Member of the Chamber of Deputies
- In office 15 May 1969 – 15 May 1973
- Constituency: 11th Departamental Group

Personal details
- Born: 26 December 1906 Santiago, Chile
- Died: 1 May 2001 (aged 94) Chile
- Party: Radical Party; Radical Democracy;
- Spouse: Aída Lazo Preuss
- Children: 2
- Education: University of Chile
- Occupation: Politician
- Profession: Physician

= Héctor Campos Pérez =

Chilean politician (1906–2001)

Héctor Campos Pérez (1906–2001) was a Chilean physician and politician.

He served as Deputy for the 11th Departamental Group during the XLVI Legislative Period (1969–1973).

==Biography==
Campos was born in Santiago on 26 December 1906, the son of Máximo Campos and Rosa Sabina Pérez. He married Aída Lazo Preuss, with whom he had two children.

He studied at the Liceo de Curicó and the Liceo de Rengo before entering the University of Chile, where he graduated as a physician on 7 December 1931 with the thesis Congestiones pulmonares activas.

He practiced medicine in Cauquenes from 1932 to 1948, serving as head of surgery at the local hospital, head of the Seguro Obrero clinic, provincial health chief of Maule, and director of the hospital. Later, he moved to Curicó, where he directed the hospital between 1952 and 1969.

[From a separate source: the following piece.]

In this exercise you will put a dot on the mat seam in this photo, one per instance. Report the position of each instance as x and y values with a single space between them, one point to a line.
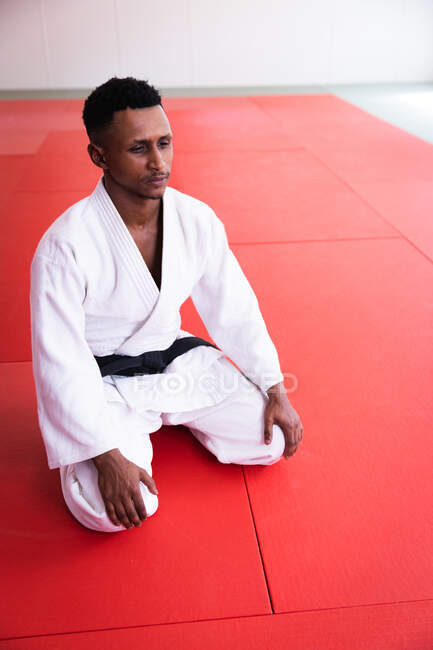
342 180
210 620
258 541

He also held public posts as acting mayor of Cauquenes and acting intendant of Maule. He traveled abroad to Argentina, the United States, and Europe.

Campos died in May 2001.

==Political career==
A member of the Radical Party of Chile, Campos held various leadership positions in Cauquenes and Curicó, including president of the local assemblies and provincial leadership. Later, he joined the Radical Democracy party and sat on its national board.

He was elected Deputy for the 11th Departamental Group in the 1969 elections, serving until 1973. During his term, he was active in debates related to health and public services.